Eine Bekannte ruft mich an. Im Prenzlauer Berg hat ein neues Kino eröffnet. Ein Kino der neuesten Generation, schwärmt sie am Telefon. Ein Multimaxx. Ganz toll. Muß man hin. Sagt sie. Ich hatte schon davon gehört. Früher nannte man das Schachtelkino. Im Prinzip geht es darum, möglichst viele Filme unter einem Dach zu zeigen. Damit möglichst viele Menschen dort ins Kino gehen (und vorher bezahlen). Das dazugehörige Szenario sieht ungefähr so aus. Man sitzt mit Freunden oder mit der Familie zuhause und weiss nicht, was man tun soll. Jemand schlägt vor:

"Ach, gehen wir doch ins Kino." Tolle Idee. Fünf Leute gucken sich an. "Und in welchen Film?" Es folgen endlose Diskussion, bis einer freudig ausruft: "Im Multimaxx da läuft für jeden was." Und schwups sind wieder fünf planlose Leute auf dem Weg ins Kino. Neu im Unterschied zu den Schachtelkinos sind angeblich die durchgängig großen Leinwände, der gute Sound, die freie Sicht von allen Plätzen und die Beinfreiheit. Und der Erlebniswert. Meine Bekannte meldet sich wieder mit nörgeliger Stimme. Kulturkritik meinerseits ist jetzt nicht angesagt. Ich mag diese Bekannte und höre mich also fragen: "Ja, und in welchen Film?". Sie weiß es nicht. Aber bei zehn Filmen würde schon etwas dabei sein. Wir könnten doch vor Ort entscheiden, was wir uns ansehen. Da ich sie wirklich sehr mag, willige ich ein.

Steil ragt ein prächtiger Schriftzug in die Nacht und erinnert mich an irgendetwas, aber es fällt mir nicht ein woran. Die Ecke Schönhauser Allee/Gleimstraße wirkt völlig verändert. Viele Menschen. Heftiger Parkplatzsuchverkehr. Das riesige Foyer ist beeindruckend. An den Kassen lange Schlangen. Ebenso an den Popcornständen. Sehr nett ist das freigelegte Mauerwerk. Das schafft ein authentisches Ambiente. Rustikal und modern zugleich. Wie man sich in Amerika Europa vorstellt. Meine Bekannte ist glücklich. Ein bekannter Off-Theater-Regisseur läuft vorbei und hat ein merkwürdiges Glitzern in den Augen. Ich komme mir sehr konservativ vor. Es ist kurz nach acht Uhr. Aus unsichtbaren Lautsprechern säuselt eine Stimme: "Die Vorstellungen sind in allen Kinos ausverkauft. Nur für Spice World gibt es noch Karten."

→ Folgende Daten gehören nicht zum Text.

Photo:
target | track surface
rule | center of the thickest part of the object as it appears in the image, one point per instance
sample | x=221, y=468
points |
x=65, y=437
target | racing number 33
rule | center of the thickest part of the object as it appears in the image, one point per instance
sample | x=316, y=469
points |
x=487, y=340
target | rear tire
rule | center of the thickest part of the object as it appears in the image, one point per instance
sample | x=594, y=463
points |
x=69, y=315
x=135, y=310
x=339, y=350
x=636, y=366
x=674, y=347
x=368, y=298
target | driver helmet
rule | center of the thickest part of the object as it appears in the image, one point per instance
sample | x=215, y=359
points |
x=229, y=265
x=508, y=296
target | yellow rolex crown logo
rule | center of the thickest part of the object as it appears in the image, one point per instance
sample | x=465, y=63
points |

Erschrocken schaue ich meine Bekannte an, aber sie winkt sie ab. "Dann gehen wir eben in die Spätvorstellung. In Comedian Harmonists. Ich hole schon mal die Karten." Während sie die Karten holt, denke ich kurz über die Bedeutung von Filmen in meinem Leben nach. Und ob das hier etwas damit zu tun hat. Ich komme zu keinem Ergebnis, bis meine Bekannte wieder da ist und vorschlägt, an der großen Bar im hinteren Teil des Foyers einen Drink zu nehmen. Ich nehme es positiv und nutze die Gelegenheit zum Biertrinken. Nach dem dritten fühle ich mich ziemlich wohl. Das Foyer hat sich unversehens in eine Bahnhofshalle verwandelt. Züge fahren aus und ein und Leute laufen aufgeregt durcheinander, auf der Suche nach dem richtigen Abfahrtsgleis. Uniformierte helfen lächelnd weiter. Meine Bekannte ist verschwunden. Es kann sein, daß sie auf Toilette mußte. Ich weiß es nicht mehr. Vielleicht ist sie mit einem anderen durchgebrannt. Es ist mir nicht egal, aber was soll ich jetzt noch tun? Die Spätvorstellung hat längst begonnen und es ist leer geworden. Um Mitternacht fahren keine Züge mehr. Ich beschließe zu gehen. Draußen leuchtet immer noch die Schrift wie eine falsche Fackel. Mir fällt ein, woran mich das erinnert. Es ist das nächtliche Leuchten der einzigen Tankstelle an einer Kleinstadtkreuzung. Letzte Zufluchtsstätte der Zivilisation. Die Benzinpreise steigen. Ich höre ein Rufen hinter mir: "Stefanó, warte auf mich." Meine Bekannte kommt angerannt, atemlos. "Ich komme mit", haucht sie mir ins Ohr. "Wohin?", frage ich. Sie schüttelt den Kopf. "Nur weg von hier."